Storytelling is as old as time. From Adam and Eve to the Trojan War, the history of human civilization rests in the stories our ancestors used to tell, perhaps around a fire, so many thousands of years ago. The advantages of reading or telling a story to your young child are many, and not only educationally, but also neurologically, psychologically, linguistically and socially. Here are seven reasons to start reading now!

  • You might not think it has any effect on them when they're really really small, but babies learn a lot from the sound of your voice and from the colorful images they see in the first books you read for them. At this young age, they begin to understand the intonations of language, and will later on be able to copy the way words sound: a precursor to talking. Reading to your baby will also help them focus and memorize colours and shapes.
  • Reading helps develop a young child's brain. Vital connections are made in the early stages of life and babies and toddlers learn at an accelerated pace. As you talk, read and play with your child, new links are formed in the synapses of the brain, allowing your child to make new connections, memories and emotions.
  • Reading improves language learning, coherence, pronunciation and greater general knowledge. It significantly expands their vocabulary from a very young age. They will of course also learn to read early on; a great advantage for when they start school. This proficiency also leads to better comprehension of stories/situations.
  • Reading promotes better concentration. A child who is interested in reading will invariably be able to focus more on the tasks at hand. The nuances, characters, and situations of stories will also lead to excellent research skills, which are imperative later on in their academic life.    

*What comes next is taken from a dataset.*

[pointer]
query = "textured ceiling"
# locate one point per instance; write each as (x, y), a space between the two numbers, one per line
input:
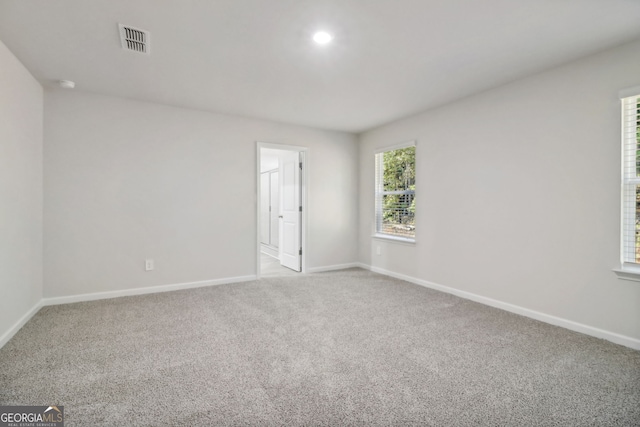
(255, 58)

  • Reading makes for a much more mature, disciplined child. The ability to concentrate will allow them to cognitively engage with the story, sparking their curiosity about people, places and things. It may expose the child to situations where problem-solving is required and will most certainly ignite their creativity and imagination.
  • When the time comes for reading to be taught at school, your child will already be at an advantage. They will be popular with their peers and will probably win prizes for outstanding skill. They will have an understanding of correct grammar, spelling and will articulate much better than their peers of the same age.
  • Reading is to mind what exercise is to the body. Promote reading throughout your child's life, even long after they've learned to proficiently read on their own. Lead by example! Reading promotes tranquility in the home, and is a great stress reliever, much needed for the angst-filled teenage years! Lots of research has shown that reading has also been found to slow down (maybe even prevent) diseases such as Alzheimer's and Dementia later on in life.  

Of course, not all children can sit still on a lap and concentrate on your best attempts at animal and fairy voices. The key here is perseverance. If you are finding it difficult to read to your child, start by reading the same book at the same time every day. The repetition and routine will work by making them recognize something familiar, and they'll soon be keen to do story time with you anytime!